Visitors to the website can enter a subject in the search engine—say, Gyurme Dorje, a seventeenth-century Nyingma treasure-revealer who founded Mindroling Monastery in Tibet—and an index of related artwork will pop up. Select item number 65032, and an image of a thangka will appear, with a caption detailing its iconography. Click again to see the back of the painting—and zoom in to read a blessing written in Tibetan script.
The site gives visitors unprecedented access to private and institutional collections worldwide, and more are continually being added. (Recent postings include the Norbulingka Institute in Dharamsala, India, and the Freer and Sackler Galleries at the Smithsonian, in Washington, DC.)

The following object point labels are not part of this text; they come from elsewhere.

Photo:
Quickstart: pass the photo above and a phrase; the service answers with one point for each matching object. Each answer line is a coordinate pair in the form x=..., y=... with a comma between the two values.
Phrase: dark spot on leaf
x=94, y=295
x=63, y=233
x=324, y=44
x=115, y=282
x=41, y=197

Behind all this are two men committed to preserving the artworks as both cultural heritage and living tools of spiritual practice. One is the Himalayan Art Project’s founder and benefactor, Donald Rubin, a New York businessman who with his wife, Shelley, has amassed one of the world’s largest collections of Himalayan art. (Their Rubin Museum of Art will open in New York City in spring 2004.) The other is himalayanart.org’s director, Jeff Watt, an ex-Buddhist monk and Rubin Museum curator who is arguably the world’s leading expert on Tibetan iconography.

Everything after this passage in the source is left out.